You can also be exposed to latex outside your home, through checkout belts in grocery stores, ATM machine buttons that are made of rubber, balloons, restaurants where latex gloves are used in cooking, or car races largely spreading tire and rubber particles.
A lot of medical products, such as EKG pads, blood pressure pads, adhesive bandages, tourniquets and dental devices, also contain latex.

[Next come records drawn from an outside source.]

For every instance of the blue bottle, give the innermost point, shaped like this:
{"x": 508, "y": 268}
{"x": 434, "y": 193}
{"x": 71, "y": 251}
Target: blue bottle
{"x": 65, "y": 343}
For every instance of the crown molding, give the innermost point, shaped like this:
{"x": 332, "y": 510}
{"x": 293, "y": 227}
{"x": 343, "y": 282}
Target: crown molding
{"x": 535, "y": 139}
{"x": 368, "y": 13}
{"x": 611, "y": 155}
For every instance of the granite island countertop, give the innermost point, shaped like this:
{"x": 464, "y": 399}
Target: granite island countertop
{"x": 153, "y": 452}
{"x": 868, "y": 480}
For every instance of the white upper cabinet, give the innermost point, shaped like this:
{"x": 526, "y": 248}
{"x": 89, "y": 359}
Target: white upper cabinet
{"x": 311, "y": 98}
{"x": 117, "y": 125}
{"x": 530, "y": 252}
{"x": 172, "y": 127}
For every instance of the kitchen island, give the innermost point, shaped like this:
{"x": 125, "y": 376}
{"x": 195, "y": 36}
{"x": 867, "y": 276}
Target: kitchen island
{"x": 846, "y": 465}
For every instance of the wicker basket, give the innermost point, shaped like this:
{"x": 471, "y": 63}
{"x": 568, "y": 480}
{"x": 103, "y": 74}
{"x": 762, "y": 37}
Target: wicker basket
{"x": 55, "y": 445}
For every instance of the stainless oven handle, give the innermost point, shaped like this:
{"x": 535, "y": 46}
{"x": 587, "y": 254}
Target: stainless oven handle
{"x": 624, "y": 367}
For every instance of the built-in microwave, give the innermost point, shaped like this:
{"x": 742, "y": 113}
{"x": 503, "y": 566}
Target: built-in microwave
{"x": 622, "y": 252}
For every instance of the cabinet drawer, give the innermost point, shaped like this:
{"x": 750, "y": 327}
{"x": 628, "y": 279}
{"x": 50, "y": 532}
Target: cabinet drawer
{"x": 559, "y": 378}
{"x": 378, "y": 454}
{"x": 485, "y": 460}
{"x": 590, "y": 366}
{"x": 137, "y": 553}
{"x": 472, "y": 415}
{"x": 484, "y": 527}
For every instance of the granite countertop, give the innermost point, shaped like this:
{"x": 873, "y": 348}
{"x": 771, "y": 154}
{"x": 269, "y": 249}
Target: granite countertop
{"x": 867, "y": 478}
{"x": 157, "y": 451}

Are There Alternatives to Latex?
There are special alternative products for people allergic to latex. Thus, instead of rubber gloves, you can use synthetic or cotton gloves. Latex condoms can be replaced by sheep cecum condoms (which are only used for birth control), rubber-containing toys can be replaced by plastic or cloth toys, while balloons can be replaced by mylar balloons. Instead of shoes with rubber, choose those made of leather or synthetics. Nylon or synthetic waterproof coats can be used as an alternative to latex raincoats. Instead of elastic bands, you can use paper clips, twine or string. Rubber bottle nipples can be replaced by silicone ones.
How Can You Secure Your Visit to the Doctor or Dentist?
If you have an appointment with your doctor or dentist, you should inform them about your allergy to latex, at least one day before the visit. Thus, the hospital and the doctor can prepare everything, so that you can get your treatment without being exposed to latex.
People staying in the hospital normally have their own room, that is free of products that may contain latex.
How Is Latex Allergy Related to Food Allergy?
Some people with latex allergies can developing the reaction after eating certain foods. Therefore, they are recommended to avoid such foods as: grape, fig, hazelnut, chestnut, avocado, celery, cherry, banana, nectarine, peach, melon, kiwi, pineapple, papaya, plum, tomato, potato, wheat, and rye.